A home equity loan is a consumer debt taken for the purchase or renovation of a property. It may also be called an equity loan, a home equity instalment loan, or a second mortgage. Basically, it is a loan given by the financial institution against the appreciation in the market value of your property.
You as a borrower can take a home equity loan even when you have an outstanding home loan against your property. In such cases, the lender, to arrive at a loan value, will assess the current market value of the property and deduct the outstanding loan amount. Around 50-60% of the home value is expected to be eligible as the loan amount.
Although home equity loans might be beneficial, they can also be a debt trap because they erode your home’s equity value. If you don’t pay, your lender may foreclose on your home – meaning, you may lose your existing home. This guide will help you decide if taking out a home equity loan is the correct decision for you by explaining the basics of home equity loans.

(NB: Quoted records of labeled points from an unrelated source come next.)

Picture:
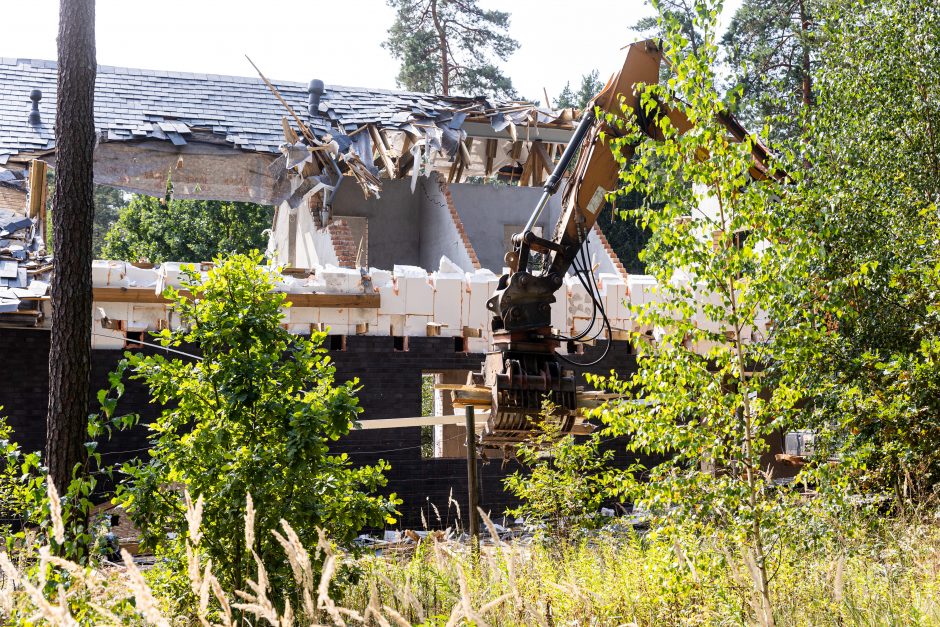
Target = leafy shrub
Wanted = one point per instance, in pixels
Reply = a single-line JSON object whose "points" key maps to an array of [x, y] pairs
{"points": [[564, 487], [254, 414]]}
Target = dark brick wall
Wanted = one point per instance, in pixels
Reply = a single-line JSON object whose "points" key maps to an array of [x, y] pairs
{"points": [[391, 383]]}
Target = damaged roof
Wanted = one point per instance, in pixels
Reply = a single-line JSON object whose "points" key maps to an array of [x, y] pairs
{"points": [[133, 104]]}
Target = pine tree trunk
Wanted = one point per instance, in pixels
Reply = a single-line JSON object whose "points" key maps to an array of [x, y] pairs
{"points": [[804, 61], [72, 224], [442, 43]]}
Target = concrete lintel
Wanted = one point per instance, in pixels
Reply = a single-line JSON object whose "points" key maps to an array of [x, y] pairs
{"points": [[545, 133]]}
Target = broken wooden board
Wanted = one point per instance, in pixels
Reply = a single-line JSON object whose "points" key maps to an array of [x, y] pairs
{"points": [[143, 295]]}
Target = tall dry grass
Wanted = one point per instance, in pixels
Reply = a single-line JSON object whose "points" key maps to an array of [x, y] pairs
{"points": [[888, 576]]}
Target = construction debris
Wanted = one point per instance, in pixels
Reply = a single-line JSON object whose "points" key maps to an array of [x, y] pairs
{"points": [[25, 271]]}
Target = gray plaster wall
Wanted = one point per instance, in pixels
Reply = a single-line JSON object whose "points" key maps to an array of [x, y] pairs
{"points": [[486, 210], [394, 221], [439, 233]]}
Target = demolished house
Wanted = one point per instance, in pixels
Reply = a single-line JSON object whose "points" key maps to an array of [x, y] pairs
{"points": [[393, 212]]}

Lower rates: You may possibly be able to bargain for a better interest rate to suit your budget. The interest on a secured loan – one backed by collateral – is generally lower than one on an unsecured loan with no collateral. Considering the current interest rate market and the upcoming festive season, the interest rates for home loans are low.

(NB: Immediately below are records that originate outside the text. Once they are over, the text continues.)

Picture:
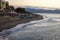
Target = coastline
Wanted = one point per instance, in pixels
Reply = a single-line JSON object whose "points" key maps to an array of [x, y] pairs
{"points": [[20, 21]]}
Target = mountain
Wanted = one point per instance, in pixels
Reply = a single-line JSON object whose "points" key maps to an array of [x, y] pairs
{"points": [[41, 10]]}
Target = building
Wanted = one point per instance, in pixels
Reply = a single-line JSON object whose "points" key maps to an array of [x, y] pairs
{"points": [[2, 5]]}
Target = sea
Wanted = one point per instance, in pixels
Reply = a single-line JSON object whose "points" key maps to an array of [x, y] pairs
{"points": [[46, 29]]}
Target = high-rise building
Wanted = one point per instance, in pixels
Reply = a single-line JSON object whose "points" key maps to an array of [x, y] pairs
{"points": [[2, 5]]}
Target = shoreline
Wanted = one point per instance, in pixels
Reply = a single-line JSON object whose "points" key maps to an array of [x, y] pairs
{"points": [[19, 21]]}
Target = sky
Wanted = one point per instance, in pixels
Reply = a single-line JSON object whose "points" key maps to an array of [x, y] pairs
{"points": [[37, 3]]}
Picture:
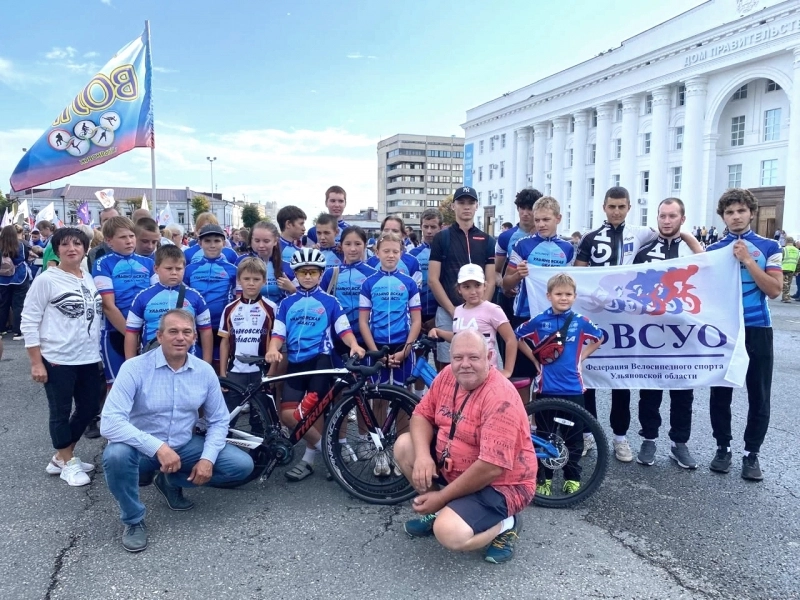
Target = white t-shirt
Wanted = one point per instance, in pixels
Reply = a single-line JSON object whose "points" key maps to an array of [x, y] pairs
{"points": [[486, 318]]}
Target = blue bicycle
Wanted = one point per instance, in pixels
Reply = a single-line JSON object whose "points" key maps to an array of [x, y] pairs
{"points": [[570, 444]]}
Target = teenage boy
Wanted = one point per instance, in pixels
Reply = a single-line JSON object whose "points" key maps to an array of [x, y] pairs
{"points": [[559, 364], [543, 249], [147, 237], [304, 322], [617, 243], [246, 324], [762, 277], [335, 203], [213, 276], [119, 276], [292, 223], [151, 304], [328, 234]]}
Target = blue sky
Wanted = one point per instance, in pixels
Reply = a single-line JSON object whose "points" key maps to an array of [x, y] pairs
{"points": [[292, 96]]}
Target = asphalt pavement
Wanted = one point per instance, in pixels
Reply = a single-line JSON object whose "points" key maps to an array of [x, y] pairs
{"points": [[649, 533]]}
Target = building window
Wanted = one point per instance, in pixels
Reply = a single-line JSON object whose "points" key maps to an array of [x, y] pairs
{"points": [[677, 173], [769, 172], [737, 131], [772, 125]]}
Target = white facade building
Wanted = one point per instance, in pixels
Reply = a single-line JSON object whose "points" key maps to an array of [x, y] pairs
{"points": [[700, 103]]}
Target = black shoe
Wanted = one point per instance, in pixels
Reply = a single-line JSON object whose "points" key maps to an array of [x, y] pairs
{"points": [[172, 494], [751, 470], [721, 463], [93, 431], [134, 539]]}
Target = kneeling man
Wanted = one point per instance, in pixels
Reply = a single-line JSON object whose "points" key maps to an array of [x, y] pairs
{"points": [[481, 453], [149, 418]]}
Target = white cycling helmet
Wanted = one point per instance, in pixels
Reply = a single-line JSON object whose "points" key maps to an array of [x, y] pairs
{"points": [[307, 257]]}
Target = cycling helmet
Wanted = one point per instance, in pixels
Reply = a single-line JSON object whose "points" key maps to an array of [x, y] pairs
{"points": [[307, 257]]}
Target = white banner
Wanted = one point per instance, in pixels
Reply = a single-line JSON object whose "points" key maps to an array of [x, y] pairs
{"points": [[671, 324]]}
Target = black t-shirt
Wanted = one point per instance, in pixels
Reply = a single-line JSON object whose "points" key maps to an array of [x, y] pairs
{"points": [[454, 249]]}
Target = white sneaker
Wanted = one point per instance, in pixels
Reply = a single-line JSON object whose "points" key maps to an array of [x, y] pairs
{"points": [[55, 466], [382, 468], [73, 475]]}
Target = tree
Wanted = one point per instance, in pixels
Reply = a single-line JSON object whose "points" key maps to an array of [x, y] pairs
{"points": [[446, 208], [250, 215], [200, 204]]}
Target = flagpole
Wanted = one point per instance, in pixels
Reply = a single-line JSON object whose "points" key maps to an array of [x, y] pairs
{"points": [[149, 62]]}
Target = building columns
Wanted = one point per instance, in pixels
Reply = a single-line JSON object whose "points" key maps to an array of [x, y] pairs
{"points": [[791, 200], [601, 166], [693, 127], [539, 152], [559, 148], [578, 212], [660, 176]]}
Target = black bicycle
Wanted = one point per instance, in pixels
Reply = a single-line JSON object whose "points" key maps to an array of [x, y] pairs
{"points": [[358, 436]]}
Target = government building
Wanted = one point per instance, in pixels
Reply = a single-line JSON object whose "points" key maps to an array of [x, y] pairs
{"points": [[689, 108]]}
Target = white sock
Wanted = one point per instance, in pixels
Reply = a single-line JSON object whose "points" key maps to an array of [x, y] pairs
{"points": [[506, 524]]}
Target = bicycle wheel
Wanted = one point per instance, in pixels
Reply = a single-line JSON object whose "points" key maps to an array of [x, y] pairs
{"points": [[353, 457], [249, 420], [560, 424]]}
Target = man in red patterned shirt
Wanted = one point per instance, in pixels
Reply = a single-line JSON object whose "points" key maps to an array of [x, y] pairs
{"points": [[470, 435]]}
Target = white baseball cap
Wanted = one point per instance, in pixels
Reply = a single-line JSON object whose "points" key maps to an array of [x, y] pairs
{"points": [[471, 272]]}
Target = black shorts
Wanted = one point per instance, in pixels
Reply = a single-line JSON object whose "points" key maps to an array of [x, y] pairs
{"points": [[295, 388]]}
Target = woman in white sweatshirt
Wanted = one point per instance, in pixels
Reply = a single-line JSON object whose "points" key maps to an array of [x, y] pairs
{"points": [[61, 324]]}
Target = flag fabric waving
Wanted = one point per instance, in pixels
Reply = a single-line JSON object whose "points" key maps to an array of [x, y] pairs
{"points": [[112, 115]]}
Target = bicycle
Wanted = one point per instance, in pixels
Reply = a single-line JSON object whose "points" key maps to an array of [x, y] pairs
{"points": [[557, 425], [382, 413]]}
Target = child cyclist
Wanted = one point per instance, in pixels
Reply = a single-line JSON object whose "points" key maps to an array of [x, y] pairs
{"points": [[561, 339], [477, 313], [304, 321]]}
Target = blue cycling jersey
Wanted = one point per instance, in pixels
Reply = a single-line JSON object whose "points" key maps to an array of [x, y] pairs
{"points": [[215, 279], [562, 376], [428, 301], [123, 276], [304, 322], [195, 253], [408, 265], [767, 254], [348, 290], [538, 251], [389, 298], [150, 304], [271, 291]]}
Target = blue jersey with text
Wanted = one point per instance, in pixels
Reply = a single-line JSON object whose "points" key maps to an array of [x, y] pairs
{"points": [[538, 251], [427, 300], [767, 254], [304, 322], [215, 279], [562, 376], [389, 298], [271, 291], [123, 276], [348, 290]]}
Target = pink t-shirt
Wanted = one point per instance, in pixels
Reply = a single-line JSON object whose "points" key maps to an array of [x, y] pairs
{"points": [[486, 318]]}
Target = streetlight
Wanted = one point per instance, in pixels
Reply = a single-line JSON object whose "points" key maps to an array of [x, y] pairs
{"points": [[211, 163]]}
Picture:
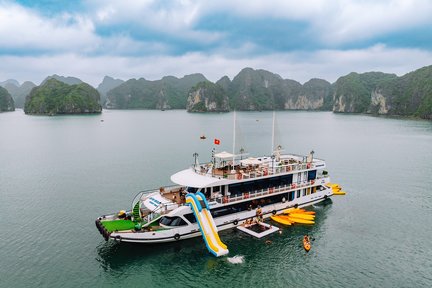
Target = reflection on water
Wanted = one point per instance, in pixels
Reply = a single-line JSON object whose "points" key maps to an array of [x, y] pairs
{"points": [[60, 173]]}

Large sums of money: Home equity loans are likely to provide more money than any other source, including personal loans and credit cards.

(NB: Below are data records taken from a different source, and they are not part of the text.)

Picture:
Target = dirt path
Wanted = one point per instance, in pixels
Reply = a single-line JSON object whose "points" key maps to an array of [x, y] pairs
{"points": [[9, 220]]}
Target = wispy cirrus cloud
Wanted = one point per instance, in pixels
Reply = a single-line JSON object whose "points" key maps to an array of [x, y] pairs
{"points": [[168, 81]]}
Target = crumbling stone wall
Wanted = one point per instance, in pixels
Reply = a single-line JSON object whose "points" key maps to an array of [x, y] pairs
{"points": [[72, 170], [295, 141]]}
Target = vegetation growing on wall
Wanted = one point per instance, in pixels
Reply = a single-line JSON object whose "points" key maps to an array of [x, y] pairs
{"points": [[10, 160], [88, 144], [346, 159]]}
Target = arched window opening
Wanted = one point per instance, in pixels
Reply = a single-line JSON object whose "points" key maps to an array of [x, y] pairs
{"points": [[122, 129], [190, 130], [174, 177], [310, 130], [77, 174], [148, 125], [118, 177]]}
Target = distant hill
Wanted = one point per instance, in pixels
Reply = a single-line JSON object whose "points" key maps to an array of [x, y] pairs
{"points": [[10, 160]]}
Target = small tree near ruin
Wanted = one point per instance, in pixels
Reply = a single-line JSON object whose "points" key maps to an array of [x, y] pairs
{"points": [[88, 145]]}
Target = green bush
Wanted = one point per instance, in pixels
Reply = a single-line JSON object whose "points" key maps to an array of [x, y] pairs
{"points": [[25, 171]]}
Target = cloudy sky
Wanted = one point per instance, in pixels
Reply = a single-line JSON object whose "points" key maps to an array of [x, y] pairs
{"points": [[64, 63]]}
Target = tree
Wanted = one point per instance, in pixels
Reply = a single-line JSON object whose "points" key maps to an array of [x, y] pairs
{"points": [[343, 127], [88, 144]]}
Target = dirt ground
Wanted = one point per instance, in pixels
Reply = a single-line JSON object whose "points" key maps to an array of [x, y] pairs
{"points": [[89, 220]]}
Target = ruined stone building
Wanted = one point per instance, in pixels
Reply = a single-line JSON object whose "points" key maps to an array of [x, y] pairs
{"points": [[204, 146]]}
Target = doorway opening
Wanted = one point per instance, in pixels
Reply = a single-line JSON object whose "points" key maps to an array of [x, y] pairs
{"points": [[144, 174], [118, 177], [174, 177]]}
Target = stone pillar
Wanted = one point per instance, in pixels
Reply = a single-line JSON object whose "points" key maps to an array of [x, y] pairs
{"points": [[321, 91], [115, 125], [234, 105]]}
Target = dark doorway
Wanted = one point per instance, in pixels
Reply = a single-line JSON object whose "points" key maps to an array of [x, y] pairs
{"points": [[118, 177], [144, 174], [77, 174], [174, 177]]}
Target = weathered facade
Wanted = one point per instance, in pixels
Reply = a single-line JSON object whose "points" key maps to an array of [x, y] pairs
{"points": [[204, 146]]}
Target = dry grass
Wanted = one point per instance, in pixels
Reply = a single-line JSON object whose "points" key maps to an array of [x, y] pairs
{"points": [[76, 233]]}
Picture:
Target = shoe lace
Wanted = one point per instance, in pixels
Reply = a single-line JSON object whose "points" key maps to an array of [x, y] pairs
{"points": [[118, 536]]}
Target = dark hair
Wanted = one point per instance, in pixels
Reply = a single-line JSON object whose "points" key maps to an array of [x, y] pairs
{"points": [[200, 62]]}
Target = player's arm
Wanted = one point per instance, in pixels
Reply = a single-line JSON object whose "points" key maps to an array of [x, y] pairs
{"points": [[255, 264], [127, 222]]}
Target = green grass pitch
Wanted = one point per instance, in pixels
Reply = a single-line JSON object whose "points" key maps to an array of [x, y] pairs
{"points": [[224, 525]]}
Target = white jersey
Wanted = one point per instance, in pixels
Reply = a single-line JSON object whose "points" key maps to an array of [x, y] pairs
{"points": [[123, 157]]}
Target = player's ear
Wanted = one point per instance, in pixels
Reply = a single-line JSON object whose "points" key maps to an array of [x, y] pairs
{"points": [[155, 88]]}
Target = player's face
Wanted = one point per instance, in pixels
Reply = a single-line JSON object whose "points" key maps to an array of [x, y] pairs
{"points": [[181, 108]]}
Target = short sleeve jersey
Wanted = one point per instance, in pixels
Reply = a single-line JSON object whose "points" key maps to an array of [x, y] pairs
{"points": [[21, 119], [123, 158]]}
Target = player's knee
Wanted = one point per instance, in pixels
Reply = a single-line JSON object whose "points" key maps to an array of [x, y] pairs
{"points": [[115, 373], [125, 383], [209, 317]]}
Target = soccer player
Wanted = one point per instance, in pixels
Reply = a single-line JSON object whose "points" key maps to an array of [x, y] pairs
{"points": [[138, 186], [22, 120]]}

Flexibility: House equity loans can be used for any purpose, it could be for a house repair or renovation, or luxurious vacation, or even as seed capital for a business.
Tax benefits: When you file your taxes, you can deduct the interest on the loan should the loan be used towards the purchase of new property or renovation of the old.
Risks: As your house property is provided as collateral in home equity loans, in case of series of defaults in payments, the lender has the right to take possession of the property. And if it already has an outstanding loan, then the lenders may auction the property as well.
Closing fees and costs: A home equity loan can be used as a second mortgage. Closing expenses are pricey, just like your primary mortgage. If you pay off the loan before time, you may be charged an early termination fee.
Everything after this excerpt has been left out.